RLHF (Reinforcement Learning from Human Feedback)
A training method that uses human preference ratings to fine-tune a model's behavior after initial pre-training, making it more aligned with desired outputs for helpfulness, accuracy, and safety.
Pre-trained language models excel at predicting text based on statistical patterns, but they don't inherently follow instructions or refuse harmful requests. RLHF is the training technique that transforms raw language models into usable assistants by aligning their outputs with human preferences.
The RLHF pipeline
- Supervised fine-tuning (SFT): Fine-tune the pre-trained model on a curated dataset of high-quality demonstrations. This teaches basic instruction following and establishes a behavioral baseline.
- Reward model training: Human annotators compare pairs of model outputs and label which is better. A separate neural network (the reward model) learns to predict these human preferences.
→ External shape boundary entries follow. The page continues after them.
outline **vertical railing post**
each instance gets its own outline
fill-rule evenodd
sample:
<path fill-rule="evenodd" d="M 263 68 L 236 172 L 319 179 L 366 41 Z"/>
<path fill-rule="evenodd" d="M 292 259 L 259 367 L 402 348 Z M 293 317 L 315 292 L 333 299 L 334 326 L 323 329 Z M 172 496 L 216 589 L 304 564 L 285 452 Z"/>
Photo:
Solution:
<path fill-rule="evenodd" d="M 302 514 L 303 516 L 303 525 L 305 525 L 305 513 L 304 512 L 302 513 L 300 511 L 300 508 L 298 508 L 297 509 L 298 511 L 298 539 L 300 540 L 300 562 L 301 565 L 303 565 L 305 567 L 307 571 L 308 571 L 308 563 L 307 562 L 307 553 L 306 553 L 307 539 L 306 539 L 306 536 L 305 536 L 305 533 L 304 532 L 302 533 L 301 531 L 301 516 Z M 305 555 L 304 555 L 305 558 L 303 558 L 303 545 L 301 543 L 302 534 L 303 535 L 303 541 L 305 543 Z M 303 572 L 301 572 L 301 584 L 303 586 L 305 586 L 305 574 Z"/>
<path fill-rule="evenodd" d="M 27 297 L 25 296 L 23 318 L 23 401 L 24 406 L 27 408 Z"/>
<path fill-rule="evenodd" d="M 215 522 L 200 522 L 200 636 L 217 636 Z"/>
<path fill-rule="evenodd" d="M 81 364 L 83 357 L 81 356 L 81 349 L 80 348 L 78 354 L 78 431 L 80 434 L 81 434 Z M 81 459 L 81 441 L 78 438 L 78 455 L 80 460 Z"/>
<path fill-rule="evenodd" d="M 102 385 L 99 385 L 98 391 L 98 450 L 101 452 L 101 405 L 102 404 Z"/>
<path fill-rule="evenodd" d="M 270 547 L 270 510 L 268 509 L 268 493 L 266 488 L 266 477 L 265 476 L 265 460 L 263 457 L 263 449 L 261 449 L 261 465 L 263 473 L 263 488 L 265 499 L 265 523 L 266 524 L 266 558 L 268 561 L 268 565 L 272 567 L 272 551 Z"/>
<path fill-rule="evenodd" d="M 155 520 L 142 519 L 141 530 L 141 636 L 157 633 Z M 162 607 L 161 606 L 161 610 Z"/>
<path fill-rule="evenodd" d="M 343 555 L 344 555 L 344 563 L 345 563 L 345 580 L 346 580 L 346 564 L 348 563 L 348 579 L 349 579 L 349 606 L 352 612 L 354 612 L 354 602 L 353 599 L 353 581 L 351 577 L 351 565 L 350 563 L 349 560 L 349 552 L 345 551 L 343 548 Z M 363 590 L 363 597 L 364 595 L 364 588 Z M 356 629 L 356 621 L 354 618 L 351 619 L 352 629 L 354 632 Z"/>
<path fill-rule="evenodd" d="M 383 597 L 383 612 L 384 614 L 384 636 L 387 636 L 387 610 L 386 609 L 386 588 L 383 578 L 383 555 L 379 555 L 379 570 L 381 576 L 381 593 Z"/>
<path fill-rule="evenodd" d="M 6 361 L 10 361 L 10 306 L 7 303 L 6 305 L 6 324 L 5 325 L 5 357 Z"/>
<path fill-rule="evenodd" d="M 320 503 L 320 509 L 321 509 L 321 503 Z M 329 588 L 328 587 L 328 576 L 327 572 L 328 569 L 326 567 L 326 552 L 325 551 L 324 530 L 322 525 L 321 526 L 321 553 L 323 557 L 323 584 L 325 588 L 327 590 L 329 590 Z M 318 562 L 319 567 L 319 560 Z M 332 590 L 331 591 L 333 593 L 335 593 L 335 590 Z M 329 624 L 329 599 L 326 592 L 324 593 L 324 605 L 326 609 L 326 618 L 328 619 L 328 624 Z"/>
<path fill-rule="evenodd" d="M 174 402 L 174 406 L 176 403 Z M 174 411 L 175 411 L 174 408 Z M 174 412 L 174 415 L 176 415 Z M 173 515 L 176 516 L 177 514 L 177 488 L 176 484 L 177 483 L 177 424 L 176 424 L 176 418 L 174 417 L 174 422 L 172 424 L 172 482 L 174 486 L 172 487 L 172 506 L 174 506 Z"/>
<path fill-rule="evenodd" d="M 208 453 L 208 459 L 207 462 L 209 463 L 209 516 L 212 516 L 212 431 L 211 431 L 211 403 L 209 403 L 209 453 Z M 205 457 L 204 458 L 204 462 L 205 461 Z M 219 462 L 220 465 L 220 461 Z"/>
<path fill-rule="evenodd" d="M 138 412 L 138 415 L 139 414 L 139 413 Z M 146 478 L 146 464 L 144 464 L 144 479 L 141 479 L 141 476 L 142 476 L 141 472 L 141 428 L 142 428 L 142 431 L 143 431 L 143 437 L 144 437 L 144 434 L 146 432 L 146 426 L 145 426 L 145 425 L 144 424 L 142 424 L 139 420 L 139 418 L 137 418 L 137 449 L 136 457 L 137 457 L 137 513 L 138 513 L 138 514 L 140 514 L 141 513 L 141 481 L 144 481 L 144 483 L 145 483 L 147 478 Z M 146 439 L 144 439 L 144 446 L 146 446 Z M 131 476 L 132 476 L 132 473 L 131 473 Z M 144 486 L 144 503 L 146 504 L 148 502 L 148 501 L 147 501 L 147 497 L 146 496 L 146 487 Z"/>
- RL optimization: The language model generates responses and is optimized using reinforcement learning algorithms like PPO to maximize reward model scores while staying close to the SFT model through KL divergence penalties.
RLHF and model alignment
RLHF became the standard approach for aligning models like Claude, GPT-4, and Llama 2. It enables models to refuse harmful requests, express uncertainty, and maintain conversational coherence. Without this step, pre-trained models generate whatever text is most probable given the context, regardless of safety or practical utility.
The technique's success comes from explicitly encoding human judgment into the optimization objective. Rather than relying solely on next-token prediction loss, models learn to optimize for outcomes humans actually prefer.
Recent alternatives and refinements
Direct Preference Optimization (DPO) and related methods like IPO achieve comparable results without maintaining a separate reward model or explicit reinforcement learning. These approaches reframe preference learning as a classification problem, reducing computational overhead and training instability. Many recent open-source models now use DPO or similar techniques instead of full RLHF.
Other developments include online RLHF, where preference data comes from live model outputs rather than static datasets, and constitutional AI approaches that use principle-based feedback instead of purely preference-based ranking. Variants like reward model distillation and preference model approaches continue to evolve as the field optimizes for cost, stability, and alignment quality.